Asit Sharma: I second a challenge from Dan Dzombak's advice: Are you willing to try something new? One often overlooked method for increasing income in retirement is to invest in preferred stocks. Preferred stocks are commonly described as a "hybrid" instrument, in that they combine features of both common stocks and bonds.
Preferred shares pay a regular dividend, and in most cases, offer higher yields than common stocks. A key advantage of preferred shares is their "preference," or rights over common shares. Preferred shareholders must be paid dividends before common shareholders. Also, in the event of a bankruptcy, preferred shareholders have a higher claim on assets than their common stock brethren.
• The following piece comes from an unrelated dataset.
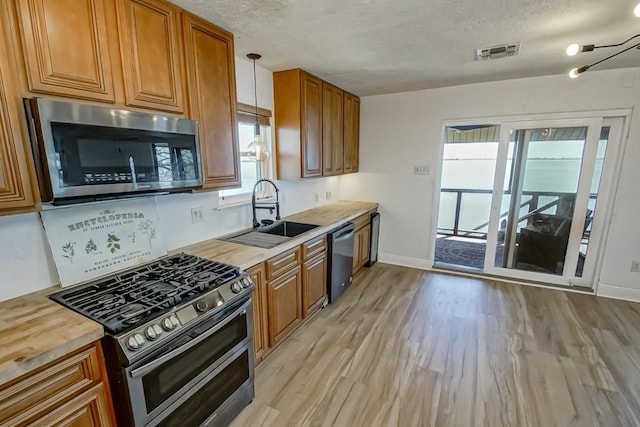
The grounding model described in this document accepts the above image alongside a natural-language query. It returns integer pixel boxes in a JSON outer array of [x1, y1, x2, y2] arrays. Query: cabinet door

There are some trade-offs to be aware of as well. Preferred shareholders don't have voting rights. In addition, preferred shares are typically "callable" after five years, meaning a corporation can redeem, or buy back, the shares at the issuing price, known as par value. Preferred stocks tend to float above or below par value without much volatility, although, like bonds, their pricing can be influenced by significant changes in long-term interest rates.
Preferred shares aren't for everyone, as long-term capital appreciation potential is sacrificed for a predictable, high dividend yield. However, this very characteristic makes them attractive to retirees who want income, but seek stability in their investments. I advise anyone seeking income in retirement to always employ a handful of strategies; preferred stocks can be one contributor to your overall yield game plan.
To get your feet wet with this income idea, check out the iShares U.S. Preferred Stock ETF (NYSEMKT: PFF). This $12.7 billion fund invests in preferred shares for you, carries an expense ratio of 0.47%, and currently yields an attractive 5.5%.
Dan Caplinger: Some would argue that any investing strategy involving options can't be simple, but as a way of controlling risk and boosting income, the covered-call options strategy has a lot of advantages for people in retirement. Many retirees have substantial portfolios of long-held stocks, some of which generate dividend income. If you've already reached your financial goals for your nest egg, then share-price appreciation is no longer a necessity, and you can afford to consider covered calls to boost your income.
How the strategy works is simple: You sell call options on the stocks you own, with the options giving the buyer the right to purchase those shares at prices above whatever the current market price of the stock is. If the stock rises all the way above that price, then the buyer will exercise the option, and you'll get a quick gain based on the rise in the shares. If the stock stays below that price, though, then the option will expire worthless, and you get to keep the amount the buyer paid you for the option.
Depending on which options you choose, covered call strategies can easily double the effective income yield on your overall portfolio, boosting yields on dividend stocks and allowing you to get income even from stocks that don't pay dividends. With just a little experience, you can use a covered call strategy and increase your portfolio income markedly in retirement.